We need a Security Engineer.Do your friends treat you as the go-to for their security questions, and do you get a little satisfaction from finding the vulnerability everyone else missed? Are you happiest with your hands on the tools, automating scans, hardening pipelines, and turning a wall of findings into a prioritized plan of attack? If you'd like to put your technical skills and security instincts to work protecting systems that matter, then stop thinking about it and apply!
Come join us if you're motivated to learn from others, to learn from mistakes, to be part of a future-looking and growth-oriented team.
Let's go Skyward together.
What you'll do:- Join the team supporting the Centers for Medicare & Medicaid Services (CMS) as it merges and modernizes its enterprise knowledge and data systems into a single, AI-driven platform, reducing manual effort, improving data accuracy, and enhancing transparency for stakeholders.
- Find and prioritize what matters. Run vulnerability and security scans, then build a clear, prioritized list of weaknesses based on severity, known exploitation, and exploitation probability using intelligence sources like the CISA KEV catalog and EPSS.
- Automate security into the pipeline. Embed security tooling such as Snyk, Trufflehog/GitLeaks, Tenable, and AWS Inspector into CI/CD so vulnerabilities are caught and reported before they ship.
- Modernize compliance, hands-on. Help drive the move toward Continuous ATO (cATO) and near-real-time compliance monitoring using AWS Security Hub, Config, and Audit Manager, plus the CMS GRC system of record (CFACTS).
- Build and feed continuous monitoring. Implement monitoring of production runtime environments for vulnerabilities and compliance drift, and make security and compliance reporting available on demand.
- Track and close the gaps. Document vulnerabilities, misconfigurations, and compliance deviations, and support POA&M creation and remediation tracking to keep system ATOs healthy.
- Keep us aligned to the standards. Support compliance with CMS and federal requirements such as NIST RMF, ARS, and IS2P2 within a FISMA Moderate boundary.
- Harden access. Help implement least-privilege, role-based access controls aligned to Zero Trust objectives and support regular access reviews and audits.
- Raise the flag early.

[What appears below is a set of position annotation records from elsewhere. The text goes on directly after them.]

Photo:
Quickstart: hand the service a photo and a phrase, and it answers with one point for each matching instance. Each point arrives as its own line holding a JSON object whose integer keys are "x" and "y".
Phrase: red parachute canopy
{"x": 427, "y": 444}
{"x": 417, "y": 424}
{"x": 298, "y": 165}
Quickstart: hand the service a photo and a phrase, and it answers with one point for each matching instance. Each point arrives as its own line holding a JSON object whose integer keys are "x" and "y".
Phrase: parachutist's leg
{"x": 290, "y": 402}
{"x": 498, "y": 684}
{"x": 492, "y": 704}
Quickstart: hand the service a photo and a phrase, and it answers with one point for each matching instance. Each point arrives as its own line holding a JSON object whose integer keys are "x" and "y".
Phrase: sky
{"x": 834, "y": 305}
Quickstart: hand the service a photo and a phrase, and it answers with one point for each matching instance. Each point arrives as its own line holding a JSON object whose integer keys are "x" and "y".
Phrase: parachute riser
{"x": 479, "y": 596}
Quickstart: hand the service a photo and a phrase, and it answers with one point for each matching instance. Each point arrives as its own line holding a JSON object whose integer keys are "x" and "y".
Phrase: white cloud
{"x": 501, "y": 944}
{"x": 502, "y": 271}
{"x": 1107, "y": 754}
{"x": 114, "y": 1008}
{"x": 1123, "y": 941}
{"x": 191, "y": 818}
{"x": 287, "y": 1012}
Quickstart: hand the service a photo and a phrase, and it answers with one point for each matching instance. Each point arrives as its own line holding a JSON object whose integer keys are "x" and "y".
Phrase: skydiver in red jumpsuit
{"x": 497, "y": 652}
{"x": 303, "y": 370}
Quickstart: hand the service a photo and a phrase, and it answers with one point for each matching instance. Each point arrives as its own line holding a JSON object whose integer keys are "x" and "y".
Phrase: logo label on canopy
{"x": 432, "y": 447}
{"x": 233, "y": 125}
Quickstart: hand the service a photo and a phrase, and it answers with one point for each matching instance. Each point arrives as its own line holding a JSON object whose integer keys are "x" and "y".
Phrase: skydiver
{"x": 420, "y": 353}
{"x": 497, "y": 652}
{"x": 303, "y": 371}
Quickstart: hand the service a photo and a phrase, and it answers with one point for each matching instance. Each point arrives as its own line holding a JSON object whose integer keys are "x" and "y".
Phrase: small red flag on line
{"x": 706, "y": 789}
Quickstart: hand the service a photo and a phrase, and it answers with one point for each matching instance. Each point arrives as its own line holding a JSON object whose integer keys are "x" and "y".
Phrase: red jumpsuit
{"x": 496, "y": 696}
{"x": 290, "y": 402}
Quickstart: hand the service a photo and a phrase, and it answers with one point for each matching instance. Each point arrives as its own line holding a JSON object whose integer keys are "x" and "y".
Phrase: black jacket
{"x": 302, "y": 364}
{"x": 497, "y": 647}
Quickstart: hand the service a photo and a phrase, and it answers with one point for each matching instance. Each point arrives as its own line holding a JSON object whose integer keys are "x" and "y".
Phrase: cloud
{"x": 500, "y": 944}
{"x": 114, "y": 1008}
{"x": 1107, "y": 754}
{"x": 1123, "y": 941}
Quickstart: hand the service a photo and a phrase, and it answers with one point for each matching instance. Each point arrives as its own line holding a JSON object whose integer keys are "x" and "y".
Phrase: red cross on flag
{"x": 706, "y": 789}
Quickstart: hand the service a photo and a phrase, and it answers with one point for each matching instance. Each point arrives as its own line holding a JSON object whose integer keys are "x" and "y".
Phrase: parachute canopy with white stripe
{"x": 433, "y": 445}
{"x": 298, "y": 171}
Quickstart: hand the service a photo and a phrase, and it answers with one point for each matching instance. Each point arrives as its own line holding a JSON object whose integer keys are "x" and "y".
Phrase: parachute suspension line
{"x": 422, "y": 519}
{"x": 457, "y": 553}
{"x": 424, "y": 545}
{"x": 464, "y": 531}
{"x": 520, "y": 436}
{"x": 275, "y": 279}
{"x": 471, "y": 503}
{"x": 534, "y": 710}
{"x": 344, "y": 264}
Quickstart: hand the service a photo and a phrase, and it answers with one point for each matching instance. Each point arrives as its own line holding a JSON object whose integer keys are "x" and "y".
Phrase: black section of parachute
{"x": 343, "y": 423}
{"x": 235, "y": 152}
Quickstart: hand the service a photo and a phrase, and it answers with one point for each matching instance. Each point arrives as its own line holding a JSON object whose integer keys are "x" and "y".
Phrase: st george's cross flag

Identify, document, and communicate security risks tied to modernization efforts so they get to the right stakeholders before they become problems.
What we'd like you to have:- A bachelor's degree in computer science, information systems, cybersecurity, or a related field.
- 3-5 years of experience in security engineering, cybersecurity, or a related role.
- Hands-on experience with vulnerability scanning and management tools (e.g., Tenable, AWS Inspector, Snyk, Trufflehog, or GitLeaks).
- Working knowledge of AWS security and compliance services (Security Hub, Config, Audit Manager) or comparable cloud-native tooling.
- Familiarity with security compliance and the Authority to Operate (ATO) process, including POA&Ms and continuous monitoring.
- Understanding of federal security frameworks such as NIST RMF, ARS, or IS2P2 (or a strong willingness to learn them quickly).
- Comfort scripting and automating in Python or Bash and integrating tooling into CI/CD pipelines.
- Solid problem-solving skills and the ability to collaborate across multiple stakeholders.
What would blow us away:- Previous experience supporting CMS.
- Experience securing AI, NLP, or LLM-driven systems and the data behind them.
Even if you don't meet 100% of the qualifications, we encourage you to apply. At Skyward, we're focused on hiring individuals with the right skills and passion to grow, not just checking off every box.
And now the important part. What we offer you:- Medical, dental, vision insurance (fully paid for employees)
- 15 days of paid leave
- 7 days of sick leave
- 2 days bereavement leave
- 11 paid Federal holidays
- Up to 40 hours for jury duty
- 401K with 4% employer contribution (and no vesting period)
- Up to 4 weeks of paid paternity and maternity leave
- Company provided laptop
- $5,000 per year for professional development
- $600 per year for technical supplies and equipment
- $2,000 referral bonus
- Life and disability insurance
- HSA and FSA
- Legal Shield and ID Shield Voluntary Benefits
- Opportunity to work in a collaborative, motivated team focused on modernizing government services with cutting-edge technology and innovative solutions. Who says government work can't be exciting!
$120,000 - $160,000 a year
We believe great work deserves great pay. That's why we ensure our compensation is not only competitive but also fair and transparent, as required by Maryland law. Expect a salary that matches your skills, experience, and the value you bring to the table - because you're worth it!
At Skyward, we support flexible working hours and remote opportunities to help maintain a healthy work-life balance for all employees.